Schade, dass wir eigentlich nicht mit sonnigen Osterfeiertagen rechnen können. Denn es soll zunächst so weiter gehen. Regnerisch, windig, kühl. Nicht in der Konsequenz des Frühlings liegend, für den es bereits vorher erste Anzeichen gab. Und nicht gerade das, was die Lebensgeister weckt und zu neuen Ufern trägt. Immerhin, die Palmzweige als symbolisches Zeichen, zum einen des Sieges und der Hoffnung im christlichen Sinne, zum anderen der Erneuerung, des Schutzes und des Lebens im Sinne einer allgemeingültigen vegetabilen Symbolik, diese immergrünen Zweige habe ich nach der Segnung am Vormittag überall im Haus verteilt. Ein Ritual, das für uns dazugehört und das für mich selbst eine kaum wegzudenkende Bedeutung hat. Die Weidenkätzchen, die M. sich ergänzend als Dekoration für die Karwoche und die Ostertage gewünscht hat, kann ich ihr nicht zur Verfügung stellen. Zum einen weil man sie generell nicht abschneiden soll, zum anderen weil sie in fußläufiger Entfernung bei uns sehr selten zu finden sind. Eigentlich finde ich es aber auch viel schlüssiger, die immergrünen Pflanzen im österlichen Kontext zu verwenden. Ich hoffe, die Buchsbaumzweige werden möglichst lange grün bleiben und erst spät ausbleichen .

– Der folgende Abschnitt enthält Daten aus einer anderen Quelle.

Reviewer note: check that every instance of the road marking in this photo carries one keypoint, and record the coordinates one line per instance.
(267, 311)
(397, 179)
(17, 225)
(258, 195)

Persönliches Baumtagebuch von Bernhard Lux: Täglich begegne ich den Bäumen auf vielfältigen Wegen. An ihrem jeweiligen Standort in der Natur, in der Lektüre von Baum- und anderer Literatur, in der alltäglichen Reflexion, der handwerklichen Arbeit und im Gespräch mit der Familie oder Freunden und Kollegen. Es ist mir ein Bedürfnis, diese themenbezogenen Beobachtungen, Interaktionen und Kommunikationen in Form des Baumtagebuchs zu dokumentieren. Seit dem 20. November 2004 habe ich keinen einzigen Tag ausgelassen – ein Zeichen dafür, dass das Baumthema und der Baum als Archetypus tatsächlich im Alltagsleben verankert ist und vielfältige inhaltliche Assoziationen ermöglicht. So mag dieses Baumtagebuch jeden seiner Leser/innen auf die Spur einer je eigenen Beziehung zu den Bäumen führen.